# 12 Lb Snook



## spidwkendwarrior (May 30, 2019)

Gotta show off a little. Although fishing was a little slow here in the LLM over the Memorial Day Weekend I did manage to catch my PB Snook on a topwater. 34", 12 lbs on topwater Friday AM.


----------



## TX HOOKSETTER (Oct 8, 2009)

Wow, that is a NICE Snook.


----------



## RockportRobert (Dec 29, 2006)

Very nice!


----------



## DA REEL DADDY (Jun 7, 2005)

That's great!

Your fish got me wondering so I Googled Snook for Texas record it found this. I would have never imagined it was that large.

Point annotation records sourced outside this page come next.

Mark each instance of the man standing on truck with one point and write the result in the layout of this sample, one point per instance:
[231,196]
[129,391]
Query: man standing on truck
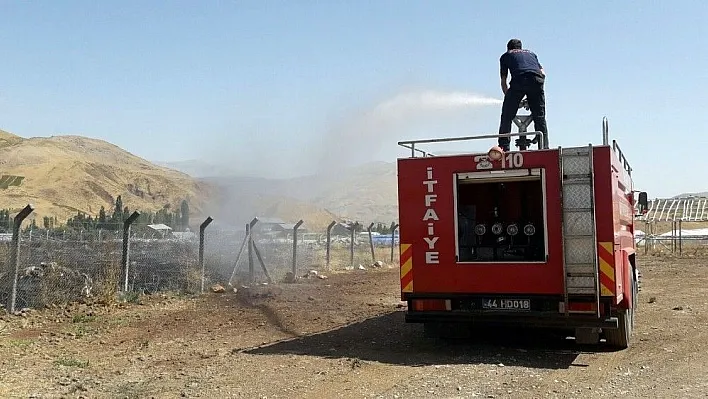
[527,78]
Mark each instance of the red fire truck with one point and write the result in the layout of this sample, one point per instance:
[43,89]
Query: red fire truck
[538,237]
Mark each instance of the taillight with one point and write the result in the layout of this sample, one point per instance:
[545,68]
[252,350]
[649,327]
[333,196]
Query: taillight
[429,304]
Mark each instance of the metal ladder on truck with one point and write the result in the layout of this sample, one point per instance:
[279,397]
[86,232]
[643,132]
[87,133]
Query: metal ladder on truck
[580,258]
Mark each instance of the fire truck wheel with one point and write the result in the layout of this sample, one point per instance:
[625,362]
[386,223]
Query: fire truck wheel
[620,337]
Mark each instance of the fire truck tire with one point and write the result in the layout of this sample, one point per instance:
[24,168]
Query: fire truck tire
[620,337]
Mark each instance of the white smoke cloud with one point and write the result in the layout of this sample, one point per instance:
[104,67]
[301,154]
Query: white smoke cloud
[361,134]
[431,101]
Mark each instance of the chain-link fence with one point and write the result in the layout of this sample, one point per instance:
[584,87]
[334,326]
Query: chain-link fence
[55,267]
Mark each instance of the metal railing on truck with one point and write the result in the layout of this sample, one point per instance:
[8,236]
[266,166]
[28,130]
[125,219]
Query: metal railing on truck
[411,144]
[521,121]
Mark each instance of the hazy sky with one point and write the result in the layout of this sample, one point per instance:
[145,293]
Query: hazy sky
[217,81]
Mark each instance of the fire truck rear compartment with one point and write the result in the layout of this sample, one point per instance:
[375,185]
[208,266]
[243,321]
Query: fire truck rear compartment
[501,218]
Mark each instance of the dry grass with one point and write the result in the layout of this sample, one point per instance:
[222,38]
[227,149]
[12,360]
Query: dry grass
[66,174]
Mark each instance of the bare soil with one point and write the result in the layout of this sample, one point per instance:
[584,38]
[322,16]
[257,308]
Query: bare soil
[344,336]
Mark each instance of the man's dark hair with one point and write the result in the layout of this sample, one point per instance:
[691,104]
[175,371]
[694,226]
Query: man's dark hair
[513,44]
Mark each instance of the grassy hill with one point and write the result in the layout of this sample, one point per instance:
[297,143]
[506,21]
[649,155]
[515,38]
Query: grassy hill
[62,175]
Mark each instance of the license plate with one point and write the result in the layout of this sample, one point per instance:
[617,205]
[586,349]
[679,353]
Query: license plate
[506,304]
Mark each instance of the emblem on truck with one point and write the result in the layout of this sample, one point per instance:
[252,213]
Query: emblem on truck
[483,162]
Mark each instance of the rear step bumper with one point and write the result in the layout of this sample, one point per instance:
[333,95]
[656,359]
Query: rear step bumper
[536,319]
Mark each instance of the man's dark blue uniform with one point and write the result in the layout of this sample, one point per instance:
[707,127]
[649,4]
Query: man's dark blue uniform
[527,78]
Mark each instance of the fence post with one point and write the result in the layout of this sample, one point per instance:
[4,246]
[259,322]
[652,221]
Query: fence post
[352,229]
[203,227]
[15,252]
[297,226]
[126,246]
[329,242]
[680,236]
[394,226]
[371,243]
[249,233]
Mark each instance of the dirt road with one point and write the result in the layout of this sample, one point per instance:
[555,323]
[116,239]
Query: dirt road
[344,337]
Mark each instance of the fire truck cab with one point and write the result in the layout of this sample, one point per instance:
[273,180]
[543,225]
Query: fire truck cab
[536,237]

The Texas state record snook is 57 lbs. 4 oz. caught by Louis Rawalt in 1937 off Padre Island. The current world record snook is 57 lbs. 12 oz.Feb 1, 2015

Are you going to put it on the wall?


----------



## Jess2015 (Feb 1, 2019)

Great catch!


----------



## Cru (May 24, 2004)

Great fish! Congrats.:cheers:


----------



## Deerfeeder (Jan 17, 2008)

Sweet !!!

Sent from my SM-N950U using Tapatalk


----------



## pocjetty (Sep 12, 2014)

spidwkendwarrior said:


> Gotta show off a little. Although fishing was a little slow here in the LLM over the Memorial Day Weekend I did manage to catch my PB Snook on a topwater. 34", 12 lbs on topwater Friday AM.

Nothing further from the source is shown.